Yeah, mostly that of Fox. I believe very strongly in knowing thy enemy, which is one of the reasons I always read Pat Buchanan’s columns when I still a regular recipient of the Laconia Daily Sun. I still read him when I get the chance, but as of late, I’ve taken a greater interest in Jonah Goldberg and George Will—not that I consider either of the latter men my enemy, but just as an aside. Now, back to Fox: I made sure to watch Sean Hannity’s opening monologue on Wednesday, and I was a little uncomfortable with his attempt to depict the midterms as some kind of unmitigated success for the President.

[President Trump said the same thing. How, may I ask, have they come to that conclusion?]

At the height of the Kavanaugh hearings, Sam Harris said we have diminished “the quality of our lying” in the Trumpish age. Something I have noticed about Trump’s style of deceit is that he very rarely leaves himself vulnerable to accusations of outright mendacity. Usually, he gives himself just enough wiggle room to muddy the waters—or, barring that, to claim plausible deniability.

[I think I know where you’re going, here. Have we seen some of this in the current brouhaha over Jim Acosta? Sarah Huckabee Sanders shares a doctored video depicting the reporter grabbing the arm of a young woman, and when the video is proven to be fake, she can wash her hands of it by blaming the video’s producer.]

Precisely. It’s not the worst strategy in the world, but it’s surprisingly simple to break apart and overcome. Case in point: I’m sure you can see where Trump left himself some wiggle room when he declared victory after Tuesday’s contests.

[Yes, I think I can. Even though the Democrats took control of the House of Representatives, the Republicans picked up a few seats in the Senate. Obviously, it wasn’t an outright triumph for the president’s party, but nor can it be deemed a calamity, either—at least, not as of yet.]

Now you’re up to speed. Hannity followed the president’s cue, arguing that the Republicans’ gains in the Senate offset their losses in the House. A few minutes later, he claimed that Trump’s agenda had been validated by the American people in their votes on Tuesday.

[Did he really say that?]

Yes, he did. As much as I despise Pat Buchanan, at least he has the basic intellectual discipline to keep from contradicting himself in consecutive paragraphs. Hannity is just unbelievably sloppy. I would expect his slipshod craftsmanship from a high school student who is expressing himself for the first time, but a man in his position really ought to learn how to tie his own shoes.

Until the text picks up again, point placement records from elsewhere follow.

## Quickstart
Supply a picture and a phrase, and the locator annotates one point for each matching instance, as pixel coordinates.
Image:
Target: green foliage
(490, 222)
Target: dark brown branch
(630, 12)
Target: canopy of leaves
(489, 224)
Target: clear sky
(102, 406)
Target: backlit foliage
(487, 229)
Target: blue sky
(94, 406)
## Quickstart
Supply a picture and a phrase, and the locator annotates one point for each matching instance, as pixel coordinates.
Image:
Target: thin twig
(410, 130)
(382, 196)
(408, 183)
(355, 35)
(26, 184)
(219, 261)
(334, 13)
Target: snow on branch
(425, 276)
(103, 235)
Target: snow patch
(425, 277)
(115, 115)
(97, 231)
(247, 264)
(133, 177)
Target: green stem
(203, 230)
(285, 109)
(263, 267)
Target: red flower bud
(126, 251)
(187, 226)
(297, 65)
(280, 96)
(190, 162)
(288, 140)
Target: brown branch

[Was his argument echoed by the other evening stars, Laura Ingraham and the like?]

I usually don’t watch much of Ingraham’s TV show. I’m more familiar with her radio program, of which Pat Buchanan is a regular guest. On Wednesday morning, the two of them said that Trump “won overall”. Like Hannity, they focused on the expansion of Republican control in the Senate, but they also sought to minimize the damage that the Republicans endured by observing, just like everybody in the media had for months, that sitting presidents usually endure this kind of blowback in the midterms.

[Did any of them revel in the Democrats’ marquee losses in Texas and Georgia?]

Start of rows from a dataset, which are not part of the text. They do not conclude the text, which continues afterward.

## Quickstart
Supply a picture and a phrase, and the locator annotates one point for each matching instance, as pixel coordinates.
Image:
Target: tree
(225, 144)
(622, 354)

Oh, I can’t believe I didn’t mention that. Hannity has been referring to Beto O’Rourke as “Bozo” for quite some time, which is really unbecoming, especially from a man of his not-so-lofty stature. I’m sure that O’Rourke would have supported any number of oppressive proposals, had he become a U.S. Senator, but in the meantime, there was nothing in his platform to justify that kind of crude characterization. I thought that the difference between him and Ted Cruz, who is not exactly a foil to the “Bozo” designation, was illustrated cleanly in O’Rourke’s thoughtful defense of the protest movement in the NFL, in contrast to Cruz’s shallow, jingoistic dismissal of the same.

[Anything on Georgia?]

Actually, yes. In full disclosure, I didn’t follow Georgia’s gubernatorial race as closely as I did the Senate battle in Texas or the multilayered drama in Florida. Evidently, neither did Hannity, for he was noticeably, even unmistakably, desperate to move on from that race as soon as possible. All he said was, because Brian Kemp defeated Stacey Abrams by a certain margin, “there will be no recount”, and then he moved on to one of the other contests—another contest which, predictably, he saw as another decisive victory for Republicans.

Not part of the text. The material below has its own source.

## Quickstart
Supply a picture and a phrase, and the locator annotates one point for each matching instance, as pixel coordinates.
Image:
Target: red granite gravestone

[How fitting, then, that the Georgian race remains officially undecided, almost a week removed from the closing of the polls.]

Well, to be fair, it does appear unlikely that Abrams will ever come out on top. However, that isn’t why Hannity wanted to move on; it’s because that race was treacherous territory for conservative mouthpieces. It doesn’t take a genius to see that Brian Kemp was doing everything he could to halt the flow of votes for Abrams, and his melodramatic language in the subsequent days—he described Abrams’s call for a recount as “a disgrace to democracy”—is pretty convincing, at least to me, that he has something to hide.

[Do you suppose that the racial element had anything to do with Hannity’s discomfort?]

Probably. The racist pandering in the southeast was just a little too shameless, this time around. It was hard to overlook it after the attacks on Andrew Gillum, attacks that were totally unnecessary, since he already had a number of legal controversies to serve as the basis of a legitimate question. Alas, Abrams lacked that cause for concern, and so, the racist robocalls had to stand on their own. That factor, combined with Kemp’s tyrannical tendencies, made for one of the ugliest contests I’ve seen in a while.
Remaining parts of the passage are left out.